I never said that soil was a requirement of Life — you seem to have manufactured that statement for me. Within the context of my comments, I'm not wrong at all. The context pertained to growing asparagus (an Earthly species) on Mars. You may think that Martian temperatures are not so extreme, but if you'd like to test that contention, try growing asparagus in your deep-freezer, which is considerably warmer than the average temperature on Mars.



Originally posted by StellarX
Always put your money on life; if you want to win the bet that is....

It's easy to say "life will find a way" — a pseudoscientific profundity that seems to be increasingly popular with sci-fi enthusiasts — but if you're talking about transplanting Earth vegetation to a radiation-saturated, freeze dried world, you'll make a lot more money betting on instant death.



Originally posted by StellarX
[Cold, dead and sterile] may be the exact opposite of current Martian conditions!
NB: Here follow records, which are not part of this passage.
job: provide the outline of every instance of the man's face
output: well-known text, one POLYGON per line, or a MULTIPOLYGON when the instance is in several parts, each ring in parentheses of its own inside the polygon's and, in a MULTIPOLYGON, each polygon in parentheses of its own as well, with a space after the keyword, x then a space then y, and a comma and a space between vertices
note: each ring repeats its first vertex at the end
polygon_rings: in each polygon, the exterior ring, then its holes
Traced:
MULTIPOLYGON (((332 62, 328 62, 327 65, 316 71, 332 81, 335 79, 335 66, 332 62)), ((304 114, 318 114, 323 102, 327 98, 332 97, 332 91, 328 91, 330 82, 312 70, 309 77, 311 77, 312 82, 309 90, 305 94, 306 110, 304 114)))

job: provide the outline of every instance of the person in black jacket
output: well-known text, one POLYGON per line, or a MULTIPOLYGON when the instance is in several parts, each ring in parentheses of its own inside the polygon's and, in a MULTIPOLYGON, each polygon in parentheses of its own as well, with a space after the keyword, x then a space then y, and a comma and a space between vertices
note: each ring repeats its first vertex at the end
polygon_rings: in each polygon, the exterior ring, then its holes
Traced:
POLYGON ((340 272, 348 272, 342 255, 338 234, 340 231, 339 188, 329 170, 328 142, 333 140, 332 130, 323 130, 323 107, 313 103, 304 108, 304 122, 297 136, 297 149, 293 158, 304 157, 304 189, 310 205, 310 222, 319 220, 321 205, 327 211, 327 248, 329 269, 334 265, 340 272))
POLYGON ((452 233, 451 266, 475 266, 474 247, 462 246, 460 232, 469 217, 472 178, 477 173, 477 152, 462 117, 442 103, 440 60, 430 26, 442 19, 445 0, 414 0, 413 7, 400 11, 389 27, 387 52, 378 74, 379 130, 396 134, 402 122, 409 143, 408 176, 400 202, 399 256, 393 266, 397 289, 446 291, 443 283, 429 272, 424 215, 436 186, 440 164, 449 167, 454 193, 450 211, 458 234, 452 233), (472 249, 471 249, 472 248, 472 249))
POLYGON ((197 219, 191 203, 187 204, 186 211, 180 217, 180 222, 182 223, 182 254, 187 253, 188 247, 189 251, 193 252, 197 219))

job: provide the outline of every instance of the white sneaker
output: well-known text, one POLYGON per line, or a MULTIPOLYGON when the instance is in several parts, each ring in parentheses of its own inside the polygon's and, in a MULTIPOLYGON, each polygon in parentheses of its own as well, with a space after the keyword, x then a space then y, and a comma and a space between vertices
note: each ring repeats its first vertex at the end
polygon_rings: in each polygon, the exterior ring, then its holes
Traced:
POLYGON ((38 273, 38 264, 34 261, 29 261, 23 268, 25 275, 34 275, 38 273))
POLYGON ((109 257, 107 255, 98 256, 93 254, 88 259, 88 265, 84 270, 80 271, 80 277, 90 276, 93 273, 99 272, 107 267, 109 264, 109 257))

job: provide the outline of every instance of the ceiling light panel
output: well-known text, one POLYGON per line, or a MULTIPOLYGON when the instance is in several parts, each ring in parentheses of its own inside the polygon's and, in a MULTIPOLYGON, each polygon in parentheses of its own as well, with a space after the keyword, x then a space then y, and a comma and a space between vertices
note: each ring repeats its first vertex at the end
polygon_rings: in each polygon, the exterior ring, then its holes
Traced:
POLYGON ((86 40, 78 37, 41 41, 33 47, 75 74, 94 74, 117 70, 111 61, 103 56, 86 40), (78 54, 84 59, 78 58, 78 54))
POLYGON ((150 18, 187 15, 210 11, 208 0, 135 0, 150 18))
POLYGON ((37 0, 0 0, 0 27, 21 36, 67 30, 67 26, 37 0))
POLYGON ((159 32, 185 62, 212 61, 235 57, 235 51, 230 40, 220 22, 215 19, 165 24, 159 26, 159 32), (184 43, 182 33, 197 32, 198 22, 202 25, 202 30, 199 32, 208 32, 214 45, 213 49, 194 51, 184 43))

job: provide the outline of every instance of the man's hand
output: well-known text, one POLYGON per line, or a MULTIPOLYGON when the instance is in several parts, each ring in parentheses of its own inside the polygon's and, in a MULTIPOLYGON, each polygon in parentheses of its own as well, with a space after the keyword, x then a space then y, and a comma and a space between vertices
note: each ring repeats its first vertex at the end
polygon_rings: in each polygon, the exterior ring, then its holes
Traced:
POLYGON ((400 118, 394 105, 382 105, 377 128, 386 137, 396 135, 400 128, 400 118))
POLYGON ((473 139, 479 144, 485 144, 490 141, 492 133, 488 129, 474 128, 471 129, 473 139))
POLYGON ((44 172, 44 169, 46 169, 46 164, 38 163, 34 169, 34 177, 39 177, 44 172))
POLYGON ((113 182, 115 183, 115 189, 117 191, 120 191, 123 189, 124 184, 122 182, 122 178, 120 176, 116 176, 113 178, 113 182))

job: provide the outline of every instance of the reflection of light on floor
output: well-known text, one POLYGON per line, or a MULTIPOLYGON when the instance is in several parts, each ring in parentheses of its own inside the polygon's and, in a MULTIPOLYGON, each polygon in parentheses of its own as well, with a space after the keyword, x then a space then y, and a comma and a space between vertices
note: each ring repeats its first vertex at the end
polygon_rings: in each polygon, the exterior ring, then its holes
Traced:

Given what we really know about Mars (as opposed to what you find in that treasure trove of anecdote, Wikipedia), you're placing a lot of faith in the word "may"... I mean, Mars may be hot and steamy and brimming with all sorts of exotic lifeforms, but that's not what we're actually seeing on The Red Planet. Your wanting Mars to be alive doesn't breathe Life into it, even with magical incantations such as "life will find a way."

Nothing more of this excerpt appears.